Nur Mini-Erlös möglich
Diax und Sunrise planen vor UMTS-Auktion Fusion

Zwei der verbliebenen fünf Interessenten wollen noch vor Beginn der Auktion eine Kooperation ankündigen. Damit wären für vier Lizenzen nur noch vier Interessenten da.

Reuters ZÜRICH. Gemäss einem Artikel in der "SonntagsZeitung" führen die beiden Schweizer Telekomunternehmen Diax und Sunrise im Vorfeld der am Montag startenden UMTS-Auktion Fusionsverhandlungen. Wie es im Artikel hiess, solle noch am Sonntag eine entsprechende Absichtserklärung unterzeichnet werden. Weder bei Sunrise noch Diax wollte jemand Stellung zu den Gerüchten nehmen. Am Montag startet in der Schweiz die Versteigerung von vier UMTS-Mobilfunklizenzen. Würden sich Sunrise und Diax zusammentun, wären nur noch vier Teilnehmer am Start und die Auktion wäre nach der ersten Runde beendet.
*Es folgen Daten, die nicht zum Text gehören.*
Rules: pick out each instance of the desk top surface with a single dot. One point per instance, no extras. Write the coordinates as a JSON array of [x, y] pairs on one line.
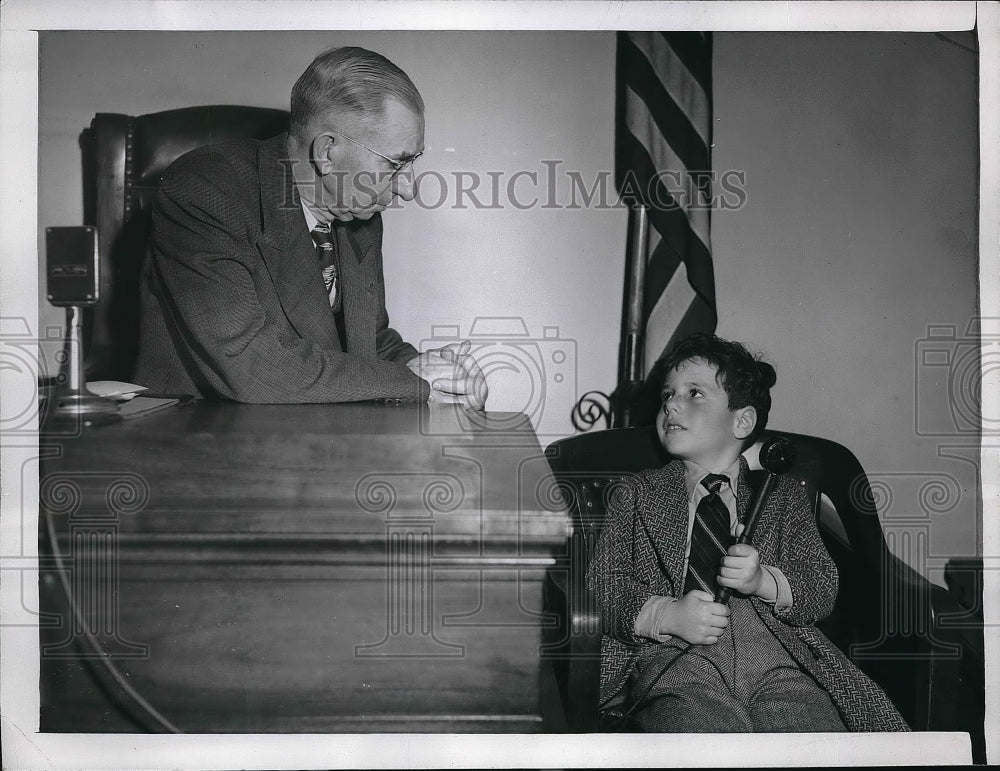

Im Vorfeld der Auktion haben sich bereits fünf von zehn Bewerbern zurückgezogen; darunter die T-Mobile der Deutschen Telekom, die norwegische Telenor, Hutchison 3G Europe, Cablecom und Teldotcom.

Im Rennen verbleiben nun noch die Swisscom , die sich erst vor wenigen Tagen mit der britischen Vodafone einen starken Partner sicherte. Weiter haben sich auch die diAx-Tochtergesellschfaft dSpeed und Orange Communications, die mehrheitlich von der France Telecom gehalten wird, für die Auktion angemeldet. Diese drei Unternehmen verfügen in der Schweiz bereits über eine GSM-Mobilfunklizenz. Auch Sunrise, die im Schweizer Markt Telefondienste anbietet und auch die spanische Telefonica, für die die Eidgenossenschaft noch Neuland ist, werden mitbieten.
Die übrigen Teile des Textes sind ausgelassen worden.